YouTube Gets the Bomb

YouTube Gets the Bomb

Description image by Michael Strangelove Adjunct Professor of Communication, University of Ottawa.
  • First Posted: Apr 07 2010 02:08 AM
  • Updated: 2 months ago

The video site is exposing the fringes of our culture, including homemade bomb-making.

YouTube is an excellent resource for making improvised explosive devices, if that’s the sort of thing you are into these days. And judging by all the do-it-yourself (DIY) videos on YouTube, quite a few people are. Keep in mind that I am not talking about terrorists here, just ordinary kids making DYI bombs and blowing stuff up in their backyards. This may seem subversive – it is certainly dangerous. But it is a hidden part of our culture that YouTube is shedding some light on.

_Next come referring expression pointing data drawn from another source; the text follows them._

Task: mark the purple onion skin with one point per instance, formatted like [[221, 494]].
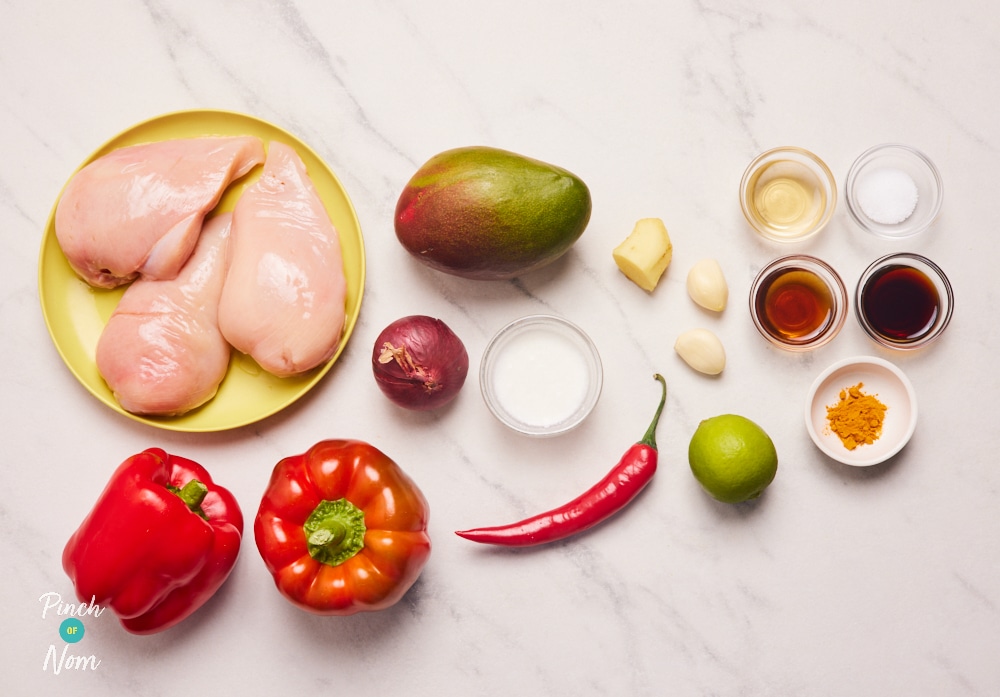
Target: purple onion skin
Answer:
[[419, 363]]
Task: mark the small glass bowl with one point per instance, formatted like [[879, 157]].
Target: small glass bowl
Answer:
[[788, 194], [541, 375], [798, 302], [893, 191], [919, 301]]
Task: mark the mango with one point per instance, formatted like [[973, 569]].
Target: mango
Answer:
[[489, 214]]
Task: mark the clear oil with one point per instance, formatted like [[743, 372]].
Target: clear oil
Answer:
[[786, 198]]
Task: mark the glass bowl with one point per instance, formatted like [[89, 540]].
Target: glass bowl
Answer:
[[904, 301], [541, 375], [788, 194], [878, 378], [798, 302], [893, 191]]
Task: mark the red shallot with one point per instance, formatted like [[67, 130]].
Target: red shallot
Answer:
[[419, 363]]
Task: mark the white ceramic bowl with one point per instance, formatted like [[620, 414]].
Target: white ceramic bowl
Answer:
[[541, 375], [882, 379]]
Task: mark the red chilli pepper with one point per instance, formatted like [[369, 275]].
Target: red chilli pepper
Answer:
[[601, 501]]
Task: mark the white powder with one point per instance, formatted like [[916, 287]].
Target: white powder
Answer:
[[887, 196]]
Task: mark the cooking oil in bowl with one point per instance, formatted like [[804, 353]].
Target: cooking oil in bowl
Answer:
[[788, 194], [787, 198]]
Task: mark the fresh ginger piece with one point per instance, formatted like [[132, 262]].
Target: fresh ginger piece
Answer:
[[645, 253]]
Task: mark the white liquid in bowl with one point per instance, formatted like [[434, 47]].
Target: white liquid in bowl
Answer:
[[540, 377]]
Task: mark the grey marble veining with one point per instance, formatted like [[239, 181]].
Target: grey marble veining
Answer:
[[838, 581]]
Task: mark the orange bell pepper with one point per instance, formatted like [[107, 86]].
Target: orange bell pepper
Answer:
[[342, 529]]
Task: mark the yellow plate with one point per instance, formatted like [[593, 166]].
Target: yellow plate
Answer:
[[76, 313]]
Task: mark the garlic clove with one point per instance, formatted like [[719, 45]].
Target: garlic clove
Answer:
[[702, 350], [707, 285]]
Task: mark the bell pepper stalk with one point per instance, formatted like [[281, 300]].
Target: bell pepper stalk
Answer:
[[616, 489], [342, 529], [159, 542]]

There are literally thousands of videos on YouTube that come from the DIY culture of homemade bomb-making. They generally fall into two broad categories: videos that explain how to make explosives, fuses, and triggers; and videos that show stuff being blown apart with the homemade explosive device. These are amateur videos, often made by or showing teenagers in action, usually filmed in rural or domestic settings, and remarkable for the general lack of attention that is paid to this activity by the press, the police, and scholars.

I have often been struck by how, when the press does cover stories about homemade explosives, it usually (although not always) involves someone of Arab descent being hauled off to jail for showing something about bomb-making on YouTube. Apparently, this is a hobby that is OK to indulge in if you are an all-American sort of boy, but you do not want to be wearing a turban while explaining how to make a cell phone detonator on YouTube.

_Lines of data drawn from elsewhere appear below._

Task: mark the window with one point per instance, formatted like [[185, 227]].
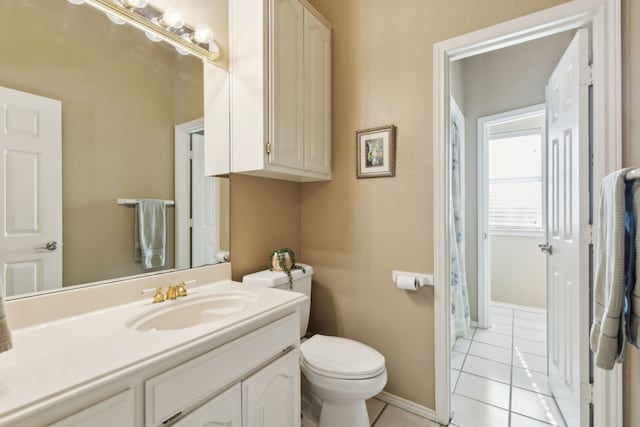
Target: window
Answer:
[[515, 181]]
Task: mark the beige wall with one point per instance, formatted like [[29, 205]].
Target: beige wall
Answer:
[[518, 271], [265, 215], [121, 96], [354, 232], [493, 83]]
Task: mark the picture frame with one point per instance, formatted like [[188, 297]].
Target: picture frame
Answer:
[[376, 152]]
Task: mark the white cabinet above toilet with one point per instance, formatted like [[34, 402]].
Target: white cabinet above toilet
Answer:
[[280, 73]]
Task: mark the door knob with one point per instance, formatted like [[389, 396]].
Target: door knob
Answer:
[[49, 246], [546, 248]]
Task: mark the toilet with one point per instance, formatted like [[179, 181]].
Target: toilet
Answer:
[[341, 373]]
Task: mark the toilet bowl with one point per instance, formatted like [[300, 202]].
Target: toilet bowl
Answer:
[[341, 373]]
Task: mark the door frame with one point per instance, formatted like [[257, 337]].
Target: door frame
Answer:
[[484, 258], [182, 179], [603, 17]]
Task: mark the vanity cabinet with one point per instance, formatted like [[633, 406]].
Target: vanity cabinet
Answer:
[[224, 410], [280, 71], [250, 380], [271, 397], [264, 363], [117, 410]]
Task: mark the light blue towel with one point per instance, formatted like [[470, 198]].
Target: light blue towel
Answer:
[[150, 233], [5, 333]]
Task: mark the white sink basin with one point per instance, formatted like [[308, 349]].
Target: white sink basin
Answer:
[[193, 310]]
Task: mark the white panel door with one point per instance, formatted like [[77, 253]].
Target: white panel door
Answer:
[[567, 230], [204, 208], [271, 397], [222, 411], [30, 192], [317, 95], [287, 67]]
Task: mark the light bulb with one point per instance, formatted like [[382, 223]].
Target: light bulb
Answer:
[[115, 19], [172, 18], [203, 34], [181, 50], [152, 36], [137, 4]]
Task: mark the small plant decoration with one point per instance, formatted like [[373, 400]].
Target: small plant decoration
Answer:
[[284, 259]]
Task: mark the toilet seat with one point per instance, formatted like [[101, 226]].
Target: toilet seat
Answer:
[[341, 358]]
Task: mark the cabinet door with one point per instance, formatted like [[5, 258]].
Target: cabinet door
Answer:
[[286, 95], [117, 410], [317, 94], [271, 397], [222, 411]]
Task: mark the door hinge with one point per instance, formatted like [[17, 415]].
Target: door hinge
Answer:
[[587, 234], [586, 392], [586, 76]]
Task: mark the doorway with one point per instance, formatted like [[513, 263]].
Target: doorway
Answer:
[[500, 369], [602, 19]]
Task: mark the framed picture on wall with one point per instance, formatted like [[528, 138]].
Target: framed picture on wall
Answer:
[[376, 152]]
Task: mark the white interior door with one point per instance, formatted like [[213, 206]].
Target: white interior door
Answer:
[[30, 192], [204, 211], [567, 230]]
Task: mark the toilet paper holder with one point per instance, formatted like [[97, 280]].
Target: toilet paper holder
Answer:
[[421, 279]]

Speaking of remote controlled detonators, the kind you often see in the movies where the bad guys have a cell phone that can detonate a bomb anywhere in the world (at least, anywhere there is decent cellular reception), I was surprised to learn how easy it is to make one. I am not going to tell you here, but judging by the very detailed YouTube videos on the subject, a 12-year-old could cobble one together in about 30 minutes or less. The more ambitious of you might want to take on one of the more complex projects described on YouTube, such as the many homemade shoulder-fired rocket launchers (I’m not making this up).

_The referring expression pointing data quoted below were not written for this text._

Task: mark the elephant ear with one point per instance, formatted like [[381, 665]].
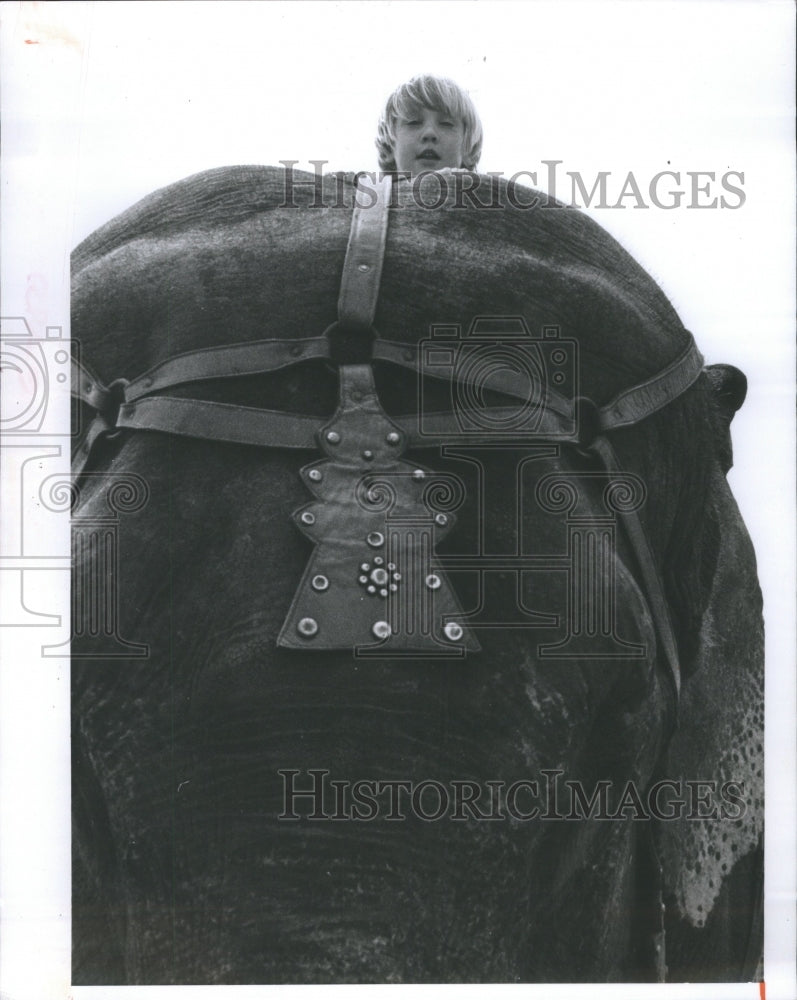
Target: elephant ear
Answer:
[[729, 389], [712, 866]]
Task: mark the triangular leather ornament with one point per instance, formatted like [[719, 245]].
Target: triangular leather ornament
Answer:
[[373, 584]]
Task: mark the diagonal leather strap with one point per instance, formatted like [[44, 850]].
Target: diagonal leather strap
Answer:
[[646, 564], [254, 358], [633, 405], [365, 253]]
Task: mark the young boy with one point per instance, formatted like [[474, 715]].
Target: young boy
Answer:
[[429, 123]]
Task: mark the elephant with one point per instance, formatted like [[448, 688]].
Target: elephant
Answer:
[[214, 836]]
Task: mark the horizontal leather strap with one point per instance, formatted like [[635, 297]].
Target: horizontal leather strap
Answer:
[[276, 429], [221, 422], [228, 361]]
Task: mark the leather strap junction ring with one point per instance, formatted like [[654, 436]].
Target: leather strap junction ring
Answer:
[[137, 406]]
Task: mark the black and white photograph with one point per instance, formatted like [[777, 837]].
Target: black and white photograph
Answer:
[[397, 578]]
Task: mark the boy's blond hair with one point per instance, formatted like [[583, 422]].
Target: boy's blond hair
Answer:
[[438, 94]]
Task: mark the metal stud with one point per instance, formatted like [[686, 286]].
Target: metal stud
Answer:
[[452, 631], [381, 630], [308, 627]]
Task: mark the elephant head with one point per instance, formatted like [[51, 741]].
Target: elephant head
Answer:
[[219, 836]]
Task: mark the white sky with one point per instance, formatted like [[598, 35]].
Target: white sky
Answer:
[[104, 102]]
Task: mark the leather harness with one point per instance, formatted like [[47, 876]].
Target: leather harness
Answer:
[[349, 459]]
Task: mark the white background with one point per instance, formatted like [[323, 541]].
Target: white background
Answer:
[[102, 103]]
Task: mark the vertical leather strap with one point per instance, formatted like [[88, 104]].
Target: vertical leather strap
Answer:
[[362, 268]]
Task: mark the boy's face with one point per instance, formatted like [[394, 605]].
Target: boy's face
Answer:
[[428, 140]]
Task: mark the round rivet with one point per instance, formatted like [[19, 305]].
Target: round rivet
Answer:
[[307, 627], [381, 630]]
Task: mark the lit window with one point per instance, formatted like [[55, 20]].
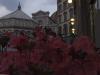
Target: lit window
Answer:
[[70, 1]]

The bombs themselves come in a very wide variety, including chlorine, acetylene, fertilizer, and gasoline. Even common devices such as sparklers, spray cans, and toy rocket engines can be used to blow stuff up. Again, detailed videos explaining how to make various explosives, such as the popular flash powder (blows up real good), are all over the ‘Tube. Sort of brings into question the “Don’t be evil” motto of Google, YouTube’s corporate parent.

Both scholars and the press are fixated on how terrorists use the internet to make bombs, but appear to have largely overlooked the fact that our kids are way ahead of the terrorists. We North Americans are experts at this sort of thing. From Christian militias sneaking around in the woods and planning to kill cops and unleash Armageddon, to Americans clinging to their divine right to carry machine guns in shopping malls, ours is a culture infected with the professional, the paranoid, and the good ol’ boys-having-fun varieties of militarism. There was even an old Second City skit back in the 1980s that featured celebrities being blown up (“He blowed up real good”). Perhaps not all of this is so bad after all.

All cultures have their fringes, usually somewhat hidden from the scrutiny of the mainstream. What YouTube is doing is providing us with a window on the edges of our own society. Freed from the controlling constraints of broadcast media, YouTube is allowing for an unconstrained view of ourselves. And guess what? We like to blow stuff up.